Quand il est question de cuisine, l'archipel antillais ne vient pas exactement en tête de liste des paradis gastronomiques. D'ailleurs, la plupart d'entre nous auraient de la difficulté à se rappeler le nom d'un seul plat. Sauf pour la Martinique qui a hérité des savoirs, des passions et des... obsessions culinaires françaises !
La petite île antillaise, véritable carte postale avec ses cocotiers et ses plages de sable blanc, s'est retrouvée colonie, puis préfecture et enfin département français par un formidable concours de circonstances (certains pensent qu'il est plutôt fortuit, mais nous laisserons ce jugement aux historiens).
Ce qui est certain, c'est que la cuisine et les marchés sont au centre des préoccupations des 400 000 habitants de l'île. Et qui dit France dit surtout bonne cuisine, pratiquée avec un souci du détail et de la variété que lui envie le reste du monde. La cuisine de la Martinique ne fait pas exception: elle est française dans sa structure, mais c'est une cuisine bigarrée, métissée, polychrome et aujourd'hui tout à fait moderne.
Ce mélange ethnique a beaucoup influencé la cuisine locale. De française aristocratique ou provinciale qu'elle était à l'origine (les charcuteries, les baguettes, le beurre et la crème témoignent réellement de la culture française), elle s'est créolisée avec l'ajout d'ingrédients empruntés à toutes les communautés en plus des produits indigènes et des poissons tirés de la mer, omniprésente.
Des preuves de cette mondialisation précoce? Du boudin noir, mais épicé au clou de girofle et au piment. Des acras, d'origine africaine et portugaise. Le colombo (le nom donné au curry dans sa version caribéenne).
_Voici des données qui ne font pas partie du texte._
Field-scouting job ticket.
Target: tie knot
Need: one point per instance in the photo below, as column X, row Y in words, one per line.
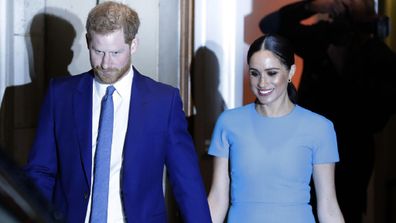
column 110, row 90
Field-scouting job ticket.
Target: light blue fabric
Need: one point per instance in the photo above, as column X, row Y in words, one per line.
column 271, row 162
column 102, row 159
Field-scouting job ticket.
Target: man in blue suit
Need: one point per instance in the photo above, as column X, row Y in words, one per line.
column 149, row 132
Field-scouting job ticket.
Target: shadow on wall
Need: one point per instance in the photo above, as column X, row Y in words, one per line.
column 49, row 40
column 208, row 105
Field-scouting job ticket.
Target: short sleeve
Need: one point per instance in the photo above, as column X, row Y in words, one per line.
column 219, row 145
column 326, row 150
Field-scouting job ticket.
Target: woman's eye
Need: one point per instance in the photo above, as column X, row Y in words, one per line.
column 254, row 73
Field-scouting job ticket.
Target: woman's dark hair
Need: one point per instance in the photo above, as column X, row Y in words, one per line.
column 281, row 48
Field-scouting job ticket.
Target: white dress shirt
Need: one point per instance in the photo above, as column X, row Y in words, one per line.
column 121, row 100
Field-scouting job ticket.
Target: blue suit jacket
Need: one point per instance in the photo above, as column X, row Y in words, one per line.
column 60, row 159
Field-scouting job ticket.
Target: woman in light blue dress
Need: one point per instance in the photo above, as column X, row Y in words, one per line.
column 267, row 151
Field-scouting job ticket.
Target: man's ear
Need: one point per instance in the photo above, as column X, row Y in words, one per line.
column 134, row 45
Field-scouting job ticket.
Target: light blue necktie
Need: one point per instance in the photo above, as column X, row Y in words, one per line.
column 102, row 159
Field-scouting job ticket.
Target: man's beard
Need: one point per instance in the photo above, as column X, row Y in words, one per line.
column 111, row 75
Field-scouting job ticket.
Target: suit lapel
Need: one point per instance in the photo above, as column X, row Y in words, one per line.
column 139, row 97
column 82, row 112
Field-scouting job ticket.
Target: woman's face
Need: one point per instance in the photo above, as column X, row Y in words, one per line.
column 269, row 78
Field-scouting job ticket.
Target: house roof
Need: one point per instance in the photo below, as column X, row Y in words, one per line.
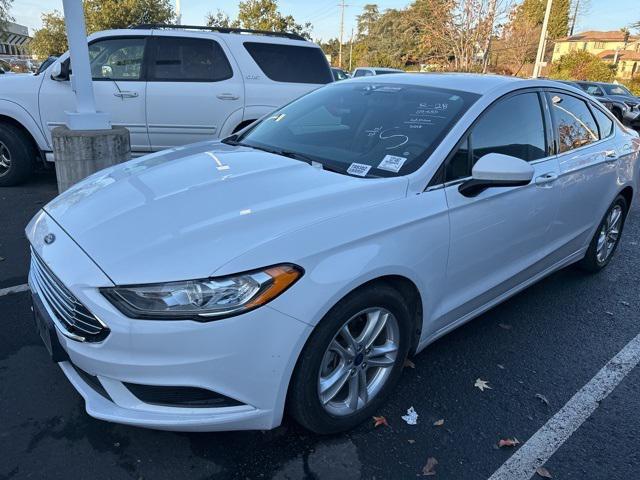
column 622, row 55
column 597, row 36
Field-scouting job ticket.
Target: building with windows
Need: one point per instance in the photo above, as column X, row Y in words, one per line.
column 14, row 39
column 616, row 47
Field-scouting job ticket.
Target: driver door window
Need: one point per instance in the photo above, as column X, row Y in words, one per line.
column 117, row 59
column 513, row 126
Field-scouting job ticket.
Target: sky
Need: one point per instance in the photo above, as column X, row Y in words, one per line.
column 325, row 14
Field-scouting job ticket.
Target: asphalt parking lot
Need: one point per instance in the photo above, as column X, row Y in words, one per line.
column 535, row 351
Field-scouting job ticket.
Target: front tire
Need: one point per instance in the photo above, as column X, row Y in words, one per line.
column 16, row 156
column 607, row 237
column 352, row 361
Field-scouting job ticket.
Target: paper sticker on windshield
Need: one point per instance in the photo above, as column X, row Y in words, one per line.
column 359, row 169
column 391, row 163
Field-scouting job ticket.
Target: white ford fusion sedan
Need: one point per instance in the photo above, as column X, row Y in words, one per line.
column 295, row 265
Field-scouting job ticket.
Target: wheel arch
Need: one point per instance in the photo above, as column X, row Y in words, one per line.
column 627, row 193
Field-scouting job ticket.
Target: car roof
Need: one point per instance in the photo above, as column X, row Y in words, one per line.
column 467, row 82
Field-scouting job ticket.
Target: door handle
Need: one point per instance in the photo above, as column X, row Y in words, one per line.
column 227, row 96
column 610, row 156
column 126, row 94
column 546, row 178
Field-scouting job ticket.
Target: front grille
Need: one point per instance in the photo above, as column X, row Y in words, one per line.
column 68, row 310
column 192, row 397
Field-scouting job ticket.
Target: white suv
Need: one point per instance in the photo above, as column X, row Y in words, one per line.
column 168, row 85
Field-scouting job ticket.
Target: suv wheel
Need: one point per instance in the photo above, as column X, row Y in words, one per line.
column 352, row 361
column 16, row 156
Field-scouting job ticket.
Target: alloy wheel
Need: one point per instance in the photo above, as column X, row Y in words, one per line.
column 609, row 234
column 358, row 361
column 5, row 159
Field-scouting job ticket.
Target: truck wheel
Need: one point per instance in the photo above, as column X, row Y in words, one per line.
column 17, row 156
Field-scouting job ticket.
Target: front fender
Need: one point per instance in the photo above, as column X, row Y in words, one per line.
column 19, row 114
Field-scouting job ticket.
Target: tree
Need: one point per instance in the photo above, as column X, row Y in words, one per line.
column 260, row 15
column 220, row 19
column 5, row 7
column 51, row 39
column 581, row 65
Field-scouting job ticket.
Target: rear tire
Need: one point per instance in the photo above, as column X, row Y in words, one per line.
column 17, row 156
column 318, row 364
column 607, row 237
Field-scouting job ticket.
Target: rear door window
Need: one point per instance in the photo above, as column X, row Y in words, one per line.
column 574, row 124
column 179, row 59
column 605, row 124
column 290, row 63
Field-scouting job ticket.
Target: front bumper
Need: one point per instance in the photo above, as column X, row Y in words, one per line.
column 248, row 358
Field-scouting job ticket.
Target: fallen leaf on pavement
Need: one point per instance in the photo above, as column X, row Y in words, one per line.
column 508, row 442
column 482, row 384
column 377, row 421
column 409, row 364
column 543, row 472
column 429, row 469
column 411, row 417
column 542, row 398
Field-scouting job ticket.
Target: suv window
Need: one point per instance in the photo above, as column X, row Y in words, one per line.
column 290, row 63
column 575, row 126
column 604, row 122
column 178, row 59
column 117, row 58
column 513, row 126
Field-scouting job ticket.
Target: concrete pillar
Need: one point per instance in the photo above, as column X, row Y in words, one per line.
column 79, row 153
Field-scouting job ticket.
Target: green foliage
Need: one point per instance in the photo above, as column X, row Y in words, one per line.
column 51, row 39
column 260, row 15
column 580, row 65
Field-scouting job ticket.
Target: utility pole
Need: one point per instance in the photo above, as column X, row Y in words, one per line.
column 487, row 45
column 351, row 51
column 543, row 36
column 575, row 15
column 342, row 7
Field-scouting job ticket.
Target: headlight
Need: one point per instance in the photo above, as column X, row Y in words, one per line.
column 206, row 299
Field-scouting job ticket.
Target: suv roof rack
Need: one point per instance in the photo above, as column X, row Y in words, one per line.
column 166, row 26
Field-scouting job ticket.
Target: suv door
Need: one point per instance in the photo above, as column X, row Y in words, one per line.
column 117, row 67
column 503, row 236
column 587, row 157
column 192, row 91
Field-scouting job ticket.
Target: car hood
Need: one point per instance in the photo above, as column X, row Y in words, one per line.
column 185, row 212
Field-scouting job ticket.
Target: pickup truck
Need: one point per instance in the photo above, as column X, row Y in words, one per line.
column 168, row 85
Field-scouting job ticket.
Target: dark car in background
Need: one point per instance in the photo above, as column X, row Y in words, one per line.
column 339, row 74
column 612, row 92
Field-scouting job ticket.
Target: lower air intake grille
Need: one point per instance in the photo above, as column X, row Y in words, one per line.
column 189, row 397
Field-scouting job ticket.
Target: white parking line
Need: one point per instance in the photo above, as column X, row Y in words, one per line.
column 544, row 443
column 18, row 288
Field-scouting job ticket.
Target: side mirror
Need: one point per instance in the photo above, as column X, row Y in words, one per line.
column 497, row 170
column 60, row 71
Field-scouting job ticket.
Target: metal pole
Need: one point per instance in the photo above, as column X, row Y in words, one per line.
column 85, row 117
column 541, row 43
column 342, row 6
column 351, row 51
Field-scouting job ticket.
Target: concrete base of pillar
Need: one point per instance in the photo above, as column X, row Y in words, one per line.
column 79, row 153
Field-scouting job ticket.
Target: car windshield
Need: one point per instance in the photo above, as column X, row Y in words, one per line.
column 616, row 90
column 362, row 129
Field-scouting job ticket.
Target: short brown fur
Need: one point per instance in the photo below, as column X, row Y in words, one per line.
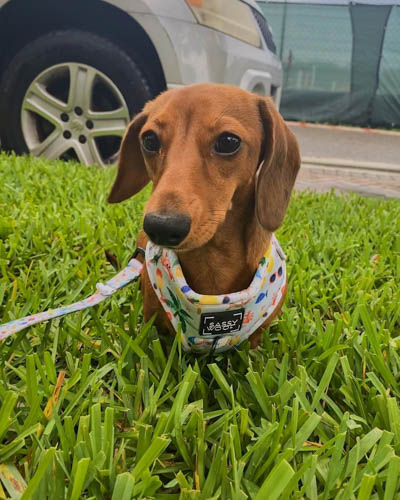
column 233, row 210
De nombreux plats de riz, un produit d'origine asiatique cultivé sur place depuis le XIXe siècle seulement. Des plats à base de tubercules d'origine africaine, qui étaient jadis surtout réservés aux esclaves...
La cuisine martiniquaise représente donc la cuisine fusion originale, un véritable laboratoire des métissages culinaires avant même l'invention du mot. À ce répertoire, on peut ajouter les produits autochtones - ananas, courges, piments, haricots - mais aussi les produits végétaux importés pendant la période coloniale: arbre à pain, bananes, papayes, christophines et surtout canne à sucre, qui a assuré pendant des siècles (avec l'esclavage) la richesse de planteurs européens.
En plus d'être goûteuse et réjouissante, cette cuisine a bien d'autres qualités parce que c'est d'abord une cuisine tropicale et ensoleillée. Ces caractéristiques transparaissent jusque dans les noms des plats, encore une fois métissés à partir d'un canevas français. Ainsi, le curry indien est devenu le colombo (du nom de la capitale du Ceylan) et la version antillaise de la brandade et du guacamole s'appelle «féroce» (on se doute un peu pour quelle raison, vu l'usage immodéré du piment fort), on peut aussi parler du «macadam» (ragoût de morue séchée), du «chatou» (poulpe) et du «touffé» (soupe de requin).